Jaar na jaar meer straatdoden geteld: organisatie vraagt betere registratie

EC
© BRUZZ
02/11/2021

Het Collectief Straatdoden bestaat vijftien jaar in Brussel. In diezelfde periode heeft de organisatie 762 overlijdens geteld bij dak- en thuisloze personen, al zijn dat er in realiteit mogelijk meer. Nu het collectief aan bekendheid wint blijft het oproepen om overlijdens van straatbewoners steeds te melden.

Een ‘straatdode’ is een overleden persoon die ooit in zijn of haar leven op straat heeft geleefd. Het Collectief Straatdoden wil deze (ex-)straatbewoners een waardig afscheid geven na hun dood. Het kan voor hen bijvoorbeeld een begrafenis organiseren, maar ook een repatriëring naar het eventuele land van herkomst.

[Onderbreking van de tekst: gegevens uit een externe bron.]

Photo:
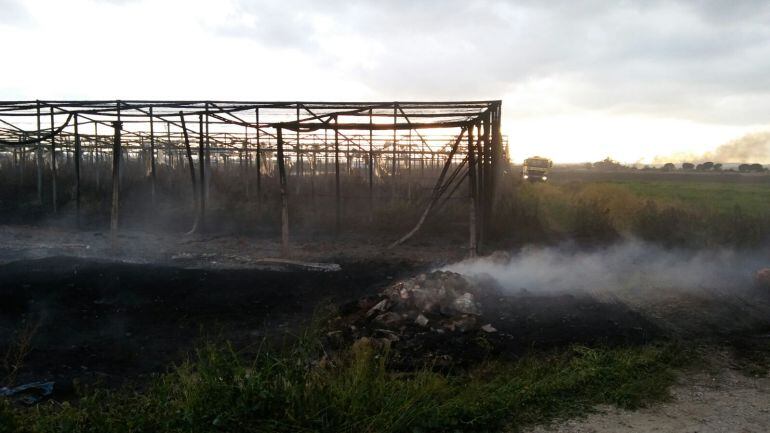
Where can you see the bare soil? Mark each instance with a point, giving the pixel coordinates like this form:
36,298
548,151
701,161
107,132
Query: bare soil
719,399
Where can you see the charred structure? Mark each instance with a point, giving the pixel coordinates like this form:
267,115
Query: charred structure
278,151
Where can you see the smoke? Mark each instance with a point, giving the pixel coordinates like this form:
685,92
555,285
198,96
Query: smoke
750,148
628,266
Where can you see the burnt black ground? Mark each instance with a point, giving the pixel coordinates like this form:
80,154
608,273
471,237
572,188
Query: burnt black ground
106,321
109,322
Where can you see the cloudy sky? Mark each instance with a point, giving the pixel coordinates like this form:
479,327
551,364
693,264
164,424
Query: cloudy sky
579,80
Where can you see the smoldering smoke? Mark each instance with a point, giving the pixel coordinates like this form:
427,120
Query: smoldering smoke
751,148
630,264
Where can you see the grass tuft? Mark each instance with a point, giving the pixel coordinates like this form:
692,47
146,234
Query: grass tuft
289,391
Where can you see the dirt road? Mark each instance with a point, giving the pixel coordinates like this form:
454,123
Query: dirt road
721,399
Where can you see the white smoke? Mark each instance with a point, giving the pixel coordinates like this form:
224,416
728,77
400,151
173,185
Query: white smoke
626,265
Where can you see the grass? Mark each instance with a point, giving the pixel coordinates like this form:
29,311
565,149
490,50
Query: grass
693,214
291,391
752,198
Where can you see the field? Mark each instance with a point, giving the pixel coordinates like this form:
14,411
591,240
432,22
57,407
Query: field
610,289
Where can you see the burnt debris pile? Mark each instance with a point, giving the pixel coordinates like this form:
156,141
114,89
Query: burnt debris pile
433,318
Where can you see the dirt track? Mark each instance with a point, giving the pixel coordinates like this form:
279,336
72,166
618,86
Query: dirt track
721,400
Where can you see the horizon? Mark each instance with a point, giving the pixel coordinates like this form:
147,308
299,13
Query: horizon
578,80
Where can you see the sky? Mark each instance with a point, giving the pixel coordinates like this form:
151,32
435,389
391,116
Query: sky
642,81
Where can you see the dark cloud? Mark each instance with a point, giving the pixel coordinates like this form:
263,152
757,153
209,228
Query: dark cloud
703,60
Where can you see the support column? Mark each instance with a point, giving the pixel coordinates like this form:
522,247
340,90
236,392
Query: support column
202,153
371,166
472,244
39,158
152,157
77,173
54,197
115,184
259,161
338,203
284,196
207,181
191,166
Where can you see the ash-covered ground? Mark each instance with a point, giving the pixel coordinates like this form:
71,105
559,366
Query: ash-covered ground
109,316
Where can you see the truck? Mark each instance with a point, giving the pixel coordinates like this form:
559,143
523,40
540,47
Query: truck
535,169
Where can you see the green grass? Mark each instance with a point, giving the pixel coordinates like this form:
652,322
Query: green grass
752,198
289,391
686,213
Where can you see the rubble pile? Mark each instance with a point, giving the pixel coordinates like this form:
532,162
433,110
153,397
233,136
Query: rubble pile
434,317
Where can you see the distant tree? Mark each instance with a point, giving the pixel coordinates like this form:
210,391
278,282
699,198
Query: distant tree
608,164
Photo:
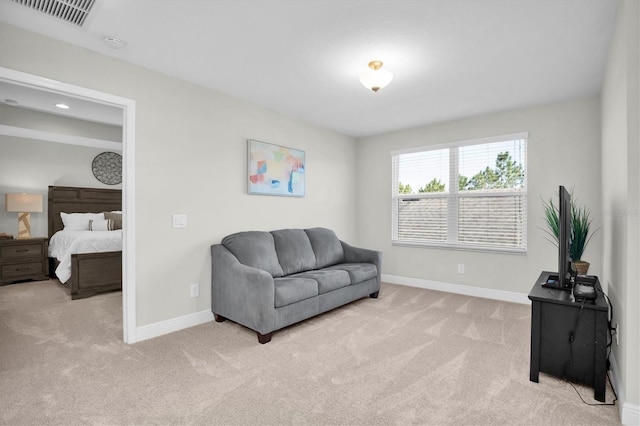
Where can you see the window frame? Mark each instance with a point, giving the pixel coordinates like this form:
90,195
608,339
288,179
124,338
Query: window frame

De organisatie bestaat sinds 2005. Tot en met 2020 heeft het Collectief Straatdoden 518 ceremonies georganiseerd voor overleden daklozen. Ze proberen daarvoor contact op te nemen met de familie en naasten. In vier op de tien gevallen organiseert de familie de afscheidsceremonie uiteindelijk zelf, in zes op de tien gevallen gebeurt dat door of samen met het collectief. Er zijn in vijftien jaar tijd ook 144 straatdoden gerepatrieerd naar hun thuisland, voornamelijk naar Polen of Marokko.

Systematische telling

De bekendheid van het collectief neemt toe en daarmee ook het aantal getelde straatdoden. Ziekenhuizen, hulporganisaties uit de daklozensector, maar ook politiediensten en gemeenten lichten de organisatie steeds vaker in over overleden straatbewoners. Dat zorgt voor volledigere cijfers: in 2020 zijn in Brussel 69 straatdoden geteld, tegenover maar 24 in 2005. Voor dit jaar zijn er nog geen cijfers.

De doodsoorzaak is vaak onbekend. Negen op de tien getelde straatdoden zijn mannen.

"We vragen aan de politiek om werk te maken van een completer systeem om die mensen te tellen"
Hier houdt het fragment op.